Recentemente, dois temas significativos avançaram, propondo alterações no sistema tributário nacional. As mudanças sugeridas por ambos podem ter impactos nos incentivos fiscais em diferentes fases, abrangendo desde os já em uso até as solicitações de novos incentivos e as negociações relacionadas a esses benefícios. Um deles é o Convênio ICMS nº 178/2023, divulgado pelo Conselho Nacional de Política Fazendária (Confaz) em 1º de dezembro de 2023, por meio de uma edição extra do Diário Oficial da União. O outro é a Emenda Constitucional nº 132/2023, decorrente da aprovação da PEC nº 45/2019, que busca promover a Reforma Tributária com o objetivo de simplificar a tributação sobre o consumo, de responsabilidade da União, estados e municípios.

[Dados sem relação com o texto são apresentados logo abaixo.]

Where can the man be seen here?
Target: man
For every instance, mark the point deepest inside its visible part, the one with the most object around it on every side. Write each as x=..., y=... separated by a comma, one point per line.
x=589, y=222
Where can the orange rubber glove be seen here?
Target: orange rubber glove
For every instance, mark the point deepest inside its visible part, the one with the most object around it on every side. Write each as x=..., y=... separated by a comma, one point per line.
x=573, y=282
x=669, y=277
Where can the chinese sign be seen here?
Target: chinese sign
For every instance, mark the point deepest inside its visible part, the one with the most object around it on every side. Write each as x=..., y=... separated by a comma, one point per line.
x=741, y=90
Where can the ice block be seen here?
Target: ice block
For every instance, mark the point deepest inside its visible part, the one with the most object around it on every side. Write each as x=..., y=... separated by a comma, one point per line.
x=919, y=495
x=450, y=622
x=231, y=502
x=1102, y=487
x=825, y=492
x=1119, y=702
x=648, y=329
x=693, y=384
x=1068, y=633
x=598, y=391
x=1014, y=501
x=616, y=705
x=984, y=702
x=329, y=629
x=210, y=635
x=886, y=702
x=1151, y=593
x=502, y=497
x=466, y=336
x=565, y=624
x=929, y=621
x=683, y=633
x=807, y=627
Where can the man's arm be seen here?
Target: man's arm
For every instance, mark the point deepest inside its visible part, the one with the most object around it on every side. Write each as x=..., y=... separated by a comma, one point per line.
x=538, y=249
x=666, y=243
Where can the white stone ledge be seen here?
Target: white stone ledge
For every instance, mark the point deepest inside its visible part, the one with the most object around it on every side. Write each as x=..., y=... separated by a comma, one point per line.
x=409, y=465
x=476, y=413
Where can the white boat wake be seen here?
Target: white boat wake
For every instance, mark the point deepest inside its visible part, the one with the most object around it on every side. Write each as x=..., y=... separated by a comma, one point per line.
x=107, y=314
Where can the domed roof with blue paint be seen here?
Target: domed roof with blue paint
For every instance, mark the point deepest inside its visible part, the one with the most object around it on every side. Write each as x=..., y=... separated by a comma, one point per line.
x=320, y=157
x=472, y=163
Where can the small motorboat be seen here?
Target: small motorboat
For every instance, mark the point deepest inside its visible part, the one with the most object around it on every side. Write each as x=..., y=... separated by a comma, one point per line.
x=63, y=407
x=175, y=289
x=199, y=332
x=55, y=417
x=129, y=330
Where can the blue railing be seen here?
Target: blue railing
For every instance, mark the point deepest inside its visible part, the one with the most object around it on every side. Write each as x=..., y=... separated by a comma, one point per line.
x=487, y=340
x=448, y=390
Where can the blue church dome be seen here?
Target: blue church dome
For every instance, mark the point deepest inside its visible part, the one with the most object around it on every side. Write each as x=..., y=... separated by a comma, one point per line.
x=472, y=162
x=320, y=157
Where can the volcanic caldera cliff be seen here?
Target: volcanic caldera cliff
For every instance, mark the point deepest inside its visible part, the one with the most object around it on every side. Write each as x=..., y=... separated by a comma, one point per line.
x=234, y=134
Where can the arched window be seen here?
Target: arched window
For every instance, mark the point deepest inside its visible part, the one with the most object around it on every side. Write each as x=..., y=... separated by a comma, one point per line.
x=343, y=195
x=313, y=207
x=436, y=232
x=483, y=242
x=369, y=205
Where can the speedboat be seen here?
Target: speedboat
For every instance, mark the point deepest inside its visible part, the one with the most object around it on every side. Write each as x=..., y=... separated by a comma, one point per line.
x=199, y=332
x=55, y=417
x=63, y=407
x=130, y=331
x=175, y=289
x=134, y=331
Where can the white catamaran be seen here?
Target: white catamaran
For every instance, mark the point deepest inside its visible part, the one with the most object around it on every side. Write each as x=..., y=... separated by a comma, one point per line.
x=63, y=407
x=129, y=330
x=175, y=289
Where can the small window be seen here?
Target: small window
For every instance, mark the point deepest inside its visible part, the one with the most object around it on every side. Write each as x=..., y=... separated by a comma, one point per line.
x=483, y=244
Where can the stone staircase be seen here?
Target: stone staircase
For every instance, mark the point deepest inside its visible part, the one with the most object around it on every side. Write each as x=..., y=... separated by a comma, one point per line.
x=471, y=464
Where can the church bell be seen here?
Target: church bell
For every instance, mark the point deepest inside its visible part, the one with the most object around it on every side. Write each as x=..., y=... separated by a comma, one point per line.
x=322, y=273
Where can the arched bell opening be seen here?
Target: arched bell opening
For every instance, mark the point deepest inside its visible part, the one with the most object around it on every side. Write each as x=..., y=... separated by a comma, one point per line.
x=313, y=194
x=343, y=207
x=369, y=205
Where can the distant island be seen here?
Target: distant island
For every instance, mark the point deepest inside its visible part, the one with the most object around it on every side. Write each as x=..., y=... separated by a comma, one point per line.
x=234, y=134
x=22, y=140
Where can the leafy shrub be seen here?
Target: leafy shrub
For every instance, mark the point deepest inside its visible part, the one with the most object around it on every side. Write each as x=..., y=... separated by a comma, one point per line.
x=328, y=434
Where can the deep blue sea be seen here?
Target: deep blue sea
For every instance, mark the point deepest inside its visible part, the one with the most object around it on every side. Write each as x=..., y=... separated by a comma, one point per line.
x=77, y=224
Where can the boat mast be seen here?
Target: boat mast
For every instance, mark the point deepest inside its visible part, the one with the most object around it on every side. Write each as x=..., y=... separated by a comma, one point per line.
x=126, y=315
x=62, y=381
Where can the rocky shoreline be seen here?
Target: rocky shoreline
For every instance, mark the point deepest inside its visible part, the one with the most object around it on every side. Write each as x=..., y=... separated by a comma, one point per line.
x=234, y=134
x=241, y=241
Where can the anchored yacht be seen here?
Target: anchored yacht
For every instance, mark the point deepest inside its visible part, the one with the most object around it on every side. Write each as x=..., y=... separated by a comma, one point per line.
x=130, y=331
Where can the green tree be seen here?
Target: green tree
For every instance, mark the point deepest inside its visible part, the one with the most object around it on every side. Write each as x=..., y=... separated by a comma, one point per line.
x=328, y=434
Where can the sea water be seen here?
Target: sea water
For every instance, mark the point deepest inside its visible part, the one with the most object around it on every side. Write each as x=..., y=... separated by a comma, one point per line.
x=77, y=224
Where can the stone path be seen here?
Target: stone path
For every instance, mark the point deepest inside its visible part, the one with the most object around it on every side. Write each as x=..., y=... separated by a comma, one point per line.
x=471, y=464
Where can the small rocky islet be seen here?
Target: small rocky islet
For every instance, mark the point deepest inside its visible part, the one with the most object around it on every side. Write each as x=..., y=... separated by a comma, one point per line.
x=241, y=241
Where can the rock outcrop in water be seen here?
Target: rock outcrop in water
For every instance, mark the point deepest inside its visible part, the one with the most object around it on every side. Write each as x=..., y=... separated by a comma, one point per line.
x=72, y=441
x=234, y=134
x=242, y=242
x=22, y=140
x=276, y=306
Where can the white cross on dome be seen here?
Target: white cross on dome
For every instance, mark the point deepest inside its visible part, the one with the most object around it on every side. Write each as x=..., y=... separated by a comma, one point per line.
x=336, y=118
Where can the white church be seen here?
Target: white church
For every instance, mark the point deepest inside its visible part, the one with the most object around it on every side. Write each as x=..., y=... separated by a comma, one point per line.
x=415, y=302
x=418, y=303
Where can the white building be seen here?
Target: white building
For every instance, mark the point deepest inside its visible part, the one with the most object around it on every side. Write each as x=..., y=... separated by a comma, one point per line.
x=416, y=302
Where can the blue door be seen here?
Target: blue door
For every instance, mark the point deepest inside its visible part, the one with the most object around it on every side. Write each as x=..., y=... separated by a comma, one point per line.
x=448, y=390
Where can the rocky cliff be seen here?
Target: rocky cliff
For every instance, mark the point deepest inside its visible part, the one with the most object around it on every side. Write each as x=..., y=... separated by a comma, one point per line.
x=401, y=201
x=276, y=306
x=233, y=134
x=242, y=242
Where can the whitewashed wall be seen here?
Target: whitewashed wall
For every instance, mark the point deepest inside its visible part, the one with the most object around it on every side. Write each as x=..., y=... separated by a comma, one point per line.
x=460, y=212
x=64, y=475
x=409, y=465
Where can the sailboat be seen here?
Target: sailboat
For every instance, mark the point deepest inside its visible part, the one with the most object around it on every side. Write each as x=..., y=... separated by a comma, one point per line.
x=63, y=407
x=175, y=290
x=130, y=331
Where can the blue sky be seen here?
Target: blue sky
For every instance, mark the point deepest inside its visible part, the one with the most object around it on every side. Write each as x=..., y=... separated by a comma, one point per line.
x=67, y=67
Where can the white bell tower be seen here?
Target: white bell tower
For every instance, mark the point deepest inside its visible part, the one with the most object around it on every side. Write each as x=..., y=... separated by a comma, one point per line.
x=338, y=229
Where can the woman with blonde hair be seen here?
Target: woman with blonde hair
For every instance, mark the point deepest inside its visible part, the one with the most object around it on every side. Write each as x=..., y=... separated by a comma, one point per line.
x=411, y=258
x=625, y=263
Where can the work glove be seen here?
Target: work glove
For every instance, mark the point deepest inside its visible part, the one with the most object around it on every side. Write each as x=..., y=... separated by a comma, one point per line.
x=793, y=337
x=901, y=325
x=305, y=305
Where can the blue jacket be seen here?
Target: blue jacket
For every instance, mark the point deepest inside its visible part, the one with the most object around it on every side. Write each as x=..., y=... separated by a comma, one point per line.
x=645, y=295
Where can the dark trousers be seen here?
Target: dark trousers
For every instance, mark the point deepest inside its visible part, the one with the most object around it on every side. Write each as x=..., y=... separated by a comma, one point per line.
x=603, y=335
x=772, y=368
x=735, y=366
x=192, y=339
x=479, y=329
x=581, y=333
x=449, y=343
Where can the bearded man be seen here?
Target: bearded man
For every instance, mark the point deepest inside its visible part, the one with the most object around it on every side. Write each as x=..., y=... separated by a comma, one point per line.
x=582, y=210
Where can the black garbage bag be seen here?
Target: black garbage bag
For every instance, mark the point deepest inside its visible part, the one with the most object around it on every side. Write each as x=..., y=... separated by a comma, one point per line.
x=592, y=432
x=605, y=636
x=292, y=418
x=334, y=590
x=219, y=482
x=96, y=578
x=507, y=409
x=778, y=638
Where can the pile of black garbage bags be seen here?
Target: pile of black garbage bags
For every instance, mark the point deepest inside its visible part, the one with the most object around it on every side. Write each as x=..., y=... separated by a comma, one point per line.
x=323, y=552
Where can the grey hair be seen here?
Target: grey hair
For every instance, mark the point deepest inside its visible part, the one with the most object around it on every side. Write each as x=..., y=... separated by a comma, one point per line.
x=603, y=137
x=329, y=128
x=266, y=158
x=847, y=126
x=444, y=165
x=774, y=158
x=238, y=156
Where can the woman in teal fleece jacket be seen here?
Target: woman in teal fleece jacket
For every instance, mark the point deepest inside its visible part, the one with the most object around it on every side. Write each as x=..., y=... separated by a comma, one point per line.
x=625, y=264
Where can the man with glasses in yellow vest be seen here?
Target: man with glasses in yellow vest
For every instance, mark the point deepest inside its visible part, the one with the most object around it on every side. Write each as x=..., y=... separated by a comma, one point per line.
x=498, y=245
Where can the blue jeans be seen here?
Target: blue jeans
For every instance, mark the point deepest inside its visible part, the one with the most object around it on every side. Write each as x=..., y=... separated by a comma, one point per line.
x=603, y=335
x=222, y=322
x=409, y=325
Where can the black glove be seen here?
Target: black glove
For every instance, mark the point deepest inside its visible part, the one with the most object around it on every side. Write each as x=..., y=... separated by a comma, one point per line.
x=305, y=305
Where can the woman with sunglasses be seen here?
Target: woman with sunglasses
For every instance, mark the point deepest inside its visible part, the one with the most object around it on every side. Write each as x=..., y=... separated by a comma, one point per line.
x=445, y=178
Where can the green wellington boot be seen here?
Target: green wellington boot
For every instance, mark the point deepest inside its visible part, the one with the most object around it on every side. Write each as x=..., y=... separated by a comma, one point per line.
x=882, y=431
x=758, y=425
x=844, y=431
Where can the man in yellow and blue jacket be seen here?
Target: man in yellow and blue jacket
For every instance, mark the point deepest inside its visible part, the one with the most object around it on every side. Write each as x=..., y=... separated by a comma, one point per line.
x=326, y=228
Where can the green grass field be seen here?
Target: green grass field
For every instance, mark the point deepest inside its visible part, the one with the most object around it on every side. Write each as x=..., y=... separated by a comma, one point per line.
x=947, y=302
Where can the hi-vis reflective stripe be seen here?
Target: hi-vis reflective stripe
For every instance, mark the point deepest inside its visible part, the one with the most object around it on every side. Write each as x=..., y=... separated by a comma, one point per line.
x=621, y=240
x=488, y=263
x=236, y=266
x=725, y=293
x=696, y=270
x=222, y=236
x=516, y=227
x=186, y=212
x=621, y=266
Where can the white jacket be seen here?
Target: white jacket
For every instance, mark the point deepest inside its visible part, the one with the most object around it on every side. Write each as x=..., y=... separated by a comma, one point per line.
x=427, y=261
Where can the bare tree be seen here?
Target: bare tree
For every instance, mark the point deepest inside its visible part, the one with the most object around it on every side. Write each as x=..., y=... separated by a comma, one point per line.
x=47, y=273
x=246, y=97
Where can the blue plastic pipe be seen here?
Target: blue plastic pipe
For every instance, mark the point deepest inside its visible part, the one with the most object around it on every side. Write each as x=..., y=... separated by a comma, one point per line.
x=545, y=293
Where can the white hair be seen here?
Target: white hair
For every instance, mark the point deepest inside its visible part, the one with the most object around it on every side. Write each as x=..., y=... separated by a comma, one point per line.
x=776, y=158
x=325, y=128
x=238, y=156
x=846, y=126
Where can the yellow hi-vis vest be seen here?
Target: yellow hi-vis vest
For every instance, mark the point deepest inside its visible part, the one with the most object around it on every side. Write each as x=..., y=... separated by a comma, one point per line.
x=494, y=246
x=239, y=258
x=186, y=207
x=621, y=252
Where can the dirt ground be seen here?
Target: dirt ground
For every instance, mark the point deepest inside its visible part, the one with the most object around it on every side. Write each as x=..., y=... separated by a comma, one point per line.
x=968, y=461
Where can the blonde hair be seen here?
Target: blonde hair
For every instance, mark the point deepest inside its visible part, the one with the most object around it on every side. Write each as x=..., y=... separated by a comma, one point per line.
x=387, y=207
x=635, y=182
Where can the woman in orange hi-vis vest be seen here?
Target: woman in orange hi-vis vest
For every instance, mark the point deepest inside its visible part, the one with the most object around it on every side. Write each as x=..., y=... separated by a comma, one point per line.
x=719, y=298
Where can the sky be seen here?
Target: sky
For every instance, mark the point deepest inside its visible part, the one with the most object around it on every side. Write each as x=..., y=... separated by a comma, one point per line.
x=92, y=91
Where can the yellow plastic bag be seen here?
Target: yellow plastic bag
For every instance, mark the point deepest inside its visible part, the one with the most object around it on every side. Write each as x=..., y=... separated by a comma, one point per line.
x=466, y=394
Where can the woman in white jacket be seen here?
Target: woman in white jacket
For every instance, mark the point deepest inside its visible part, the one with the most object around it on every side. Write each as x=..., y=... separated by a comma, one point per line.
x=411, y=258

O convênio regulamenta novamente a transferência interestadual de mercadorias entre estabelecimentos do mesmo titular. Vale destacar que a divulgação desse convênio decorre da decisão proferida pelo Supremo Tribunal Federal (STF) na Ação Declaratória de Constitucionalidade nº 49 (ADC 49) em 2021. Naquela ocasião, o Tribunal considerou inconstitucionais os dispositivos que previam a incidência do ICMS (Imposto sobre Circulação de Mercadorias e Serviços) na transferência de mercadorias entre estabelecimentos do mesmo contribuinte. O Convênio ICMS nº 178/2023 apresenta uma redação semelhante ao seu antecessor, o ICMS nº 174/2023, que foi rejeitado pela falta de ratificação do Poder Executivo do Rio de Janeiro, que não concordava com a obrigatoriedade da transferência dos créditos de ICMS. No entanto, o texto atual mantém a disposição de tornar obrigatória a transferência de crédito de ICMS em remessas interestaduais, tendo sido modificado apenas a referência da base legal contida no preâmbulo.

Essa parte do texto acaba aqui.